The Whinging 36 are threatening legal action if they don't get their pensions plumped.

These executives claim in their letter and attached position paper (from which the foregoing quote was drawn) that the changes they demand were promised by the University's governing Board of Regents and other executives. This is actually pretty important, and I'm inclined to believe them on that point. I'm not qualified to debate signatory and Whinging 36 leader Christopher J. Edley, the dean of UC Berkeley's law school, on questions to do with the legal obligations in play.

I do note, however, that it was apparently legal for the princes of Wall St. to slurp down bonuses that make UC executive compensation look like couch-cushion change, even after financial firms accepted billions of taxpayer dollars in bailouts for the mess they made of the economy. Never mind that the "recovery" that this bailout effected has yet to return millions of people to work at real-world wages.

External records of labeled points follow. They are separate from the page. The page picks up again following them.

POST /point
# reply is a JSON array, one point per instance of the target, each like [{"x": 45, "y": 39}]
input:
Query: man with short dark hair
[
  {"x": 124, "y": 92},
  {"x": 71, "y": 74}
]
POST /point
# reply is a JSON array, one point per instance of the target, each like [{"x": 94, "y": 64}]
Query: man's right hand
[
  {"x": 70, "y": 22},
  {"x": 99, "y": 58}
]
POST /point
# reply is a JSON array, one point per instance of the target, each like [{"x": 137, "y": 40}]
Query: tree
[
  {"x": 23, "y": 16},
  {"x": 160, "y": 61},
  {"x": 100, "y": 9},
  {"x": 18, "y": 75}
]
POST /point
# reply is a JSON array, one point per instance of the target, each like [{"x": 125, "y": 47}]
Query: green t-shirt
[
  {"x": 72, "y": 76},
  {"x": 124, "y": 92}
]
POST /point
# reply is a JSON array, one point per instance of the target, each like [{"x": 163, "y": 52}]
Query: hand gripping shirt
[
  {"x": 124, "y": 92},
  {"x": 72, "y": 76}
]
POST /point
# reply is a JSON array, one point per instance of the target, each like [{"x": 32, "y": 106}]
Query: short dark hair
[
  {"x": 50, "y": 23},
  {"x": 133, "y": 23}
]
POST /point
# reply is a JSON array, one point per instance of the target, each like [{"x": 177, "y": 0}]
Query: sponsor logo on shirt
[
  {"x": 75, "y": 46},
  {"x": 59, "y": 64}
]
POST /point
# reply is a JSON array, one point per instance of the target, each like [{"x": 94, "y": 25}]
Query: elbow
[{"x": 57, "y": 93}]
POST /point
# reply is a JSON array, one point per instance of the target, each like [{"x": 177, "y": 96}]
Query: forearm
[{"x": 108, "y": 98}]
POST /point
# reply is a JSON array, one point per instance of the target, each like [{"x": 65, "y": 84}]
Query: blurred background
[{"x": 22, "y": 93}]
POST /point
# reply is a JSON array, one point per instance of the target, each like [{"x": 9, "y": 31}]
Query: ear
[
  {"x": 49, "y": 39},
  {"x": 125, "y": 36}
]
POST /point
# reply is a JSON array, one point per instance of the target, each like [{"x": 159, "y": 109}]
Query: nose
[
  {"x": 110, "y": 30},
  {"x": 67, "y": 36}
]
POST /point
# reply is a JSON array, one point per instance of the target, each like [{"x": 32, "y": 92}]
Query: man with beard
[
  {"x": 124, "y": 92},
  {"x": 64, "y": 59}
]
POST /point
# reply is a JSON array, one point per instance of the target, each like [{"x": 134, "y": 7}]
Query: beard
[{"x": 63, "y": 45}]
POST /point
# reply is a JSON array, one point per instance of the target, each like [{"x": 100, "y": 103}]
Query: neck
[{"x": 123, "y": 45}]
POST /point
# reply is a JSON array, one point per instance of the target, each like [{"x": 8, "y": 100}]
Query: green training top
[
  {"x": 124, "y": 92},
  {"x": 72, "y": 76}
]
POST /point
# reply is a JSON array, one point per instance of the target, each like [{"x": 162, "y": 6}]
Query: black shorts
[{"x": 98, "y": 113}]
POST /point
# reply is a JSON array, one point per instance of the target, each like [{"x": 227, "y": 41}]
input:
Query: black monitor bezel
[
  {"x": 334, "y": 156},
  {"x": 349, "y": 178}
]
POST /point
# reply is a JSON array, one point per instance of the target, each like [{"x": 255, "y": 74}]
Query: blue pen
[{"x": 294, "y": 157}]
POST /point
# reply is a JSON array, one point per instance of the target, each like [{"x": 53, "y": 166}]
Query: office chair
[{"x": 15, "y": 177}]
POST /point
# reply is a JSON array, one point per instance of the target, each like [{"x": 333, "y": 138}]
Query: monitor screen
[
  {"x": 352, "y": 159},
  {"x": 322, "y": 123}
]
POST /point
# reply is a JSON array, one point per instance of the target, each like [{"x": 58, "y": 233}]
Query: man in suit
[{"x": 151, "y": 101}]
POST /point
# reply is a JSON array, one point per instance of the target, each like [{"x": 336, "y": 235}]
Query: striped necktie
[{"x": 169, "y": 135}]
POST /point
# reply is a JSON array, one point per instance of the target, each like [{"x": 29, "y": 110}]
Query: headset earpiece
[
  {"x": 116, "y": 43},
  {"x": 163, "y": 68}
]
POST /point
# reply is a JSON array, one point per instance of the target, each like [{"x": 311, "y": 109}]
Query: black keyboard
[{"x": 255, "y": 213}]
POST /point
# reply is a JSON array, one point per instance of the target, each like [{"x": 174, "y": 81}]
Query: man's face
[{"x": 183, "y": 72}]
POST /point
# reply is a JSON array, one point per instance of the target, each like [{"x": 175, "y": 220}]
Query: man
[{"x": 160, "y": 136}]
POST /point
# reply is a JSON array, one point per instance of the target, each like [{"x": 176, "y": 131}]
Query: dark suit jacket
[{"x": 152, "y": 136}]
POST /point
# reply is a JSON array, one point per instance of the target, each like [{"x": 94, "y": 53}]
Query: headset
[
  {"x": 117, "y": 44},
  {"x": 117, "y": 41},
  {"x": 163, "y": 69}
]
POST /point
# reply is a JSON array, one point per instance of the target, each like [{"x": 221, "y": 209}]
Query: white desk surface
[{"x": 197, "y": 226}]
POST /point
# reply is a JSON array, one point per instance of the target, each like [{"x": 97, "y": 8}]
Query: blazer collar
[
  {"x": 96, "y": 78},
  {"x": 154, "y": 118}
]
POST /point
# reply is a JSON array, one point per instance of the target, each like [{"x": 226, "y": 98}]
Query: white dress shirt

So it's not so surprising that some executives at the University of California feel entitled to demand exceptional pensions to wash down their exceptional pay, even though the state's and university's budgets are in crisis, layoffs are rampant, belts are tightening, employee pension plans are requiring greater contributions from staff and faculty, retirement age is being pushed back, new-employee benefits will be offered on lesser terms, and ...
Naturally, it is always the powerful to wield weapons of legality to protect their perks.  When the Wall Street capitalists were bailed out, Obama administration didn't demand them to take less payment or bonuses, due to existing contracts.  Yet, when auto companies were rescued, the existing contracts of the auto workers were modified and the waged workers were make to take less home.

People here don't like to talk about class struggle.  But ignoring it won't make it disappear.  In my blog article Nobility of the Bailliage of Blois, George Soros and Wen Jiabao, I commented that:

When I examined certain terrible political situations, I was often struck by the inability and ineffectual of some enlightened insiders' attempt to improve the situation and the great weight of societal inertia.

The ever-larger income inequality in the US is marching the entire nation towards a precipice.  In the face of a clear and present danger, someone in the upper crest of the society, such as George Soros, Bill Gates and Nancy Pelosi are trying valiantly to stem the redistribution of wealth from the middle- and lower- class to the supremely rich, in order to create a more sustainable social structure.  But the oppositions from deceptive figures like Meg Whitman and Sarah Palin, some ignorant members of Tea Party, and indifferent "independent voters", thwarted their efforts repeatedly and at the brink of decimate such attempts.  If that happens, it would be tragic for the people those enlightened insiders trying to help, and it would be even more tragic for these enlightened insiders if the order of the society collapses and they become personal victims to the situations they had tried to change, either out of selfless compassion or calculated long-term view.  Then the scale their tragedy would mount to Shakespearean.
Try they might, these enlighten members of establishment won't succeed, I'm afraid.  For every Bill Gates, there are thirty-six of these executives of University of California.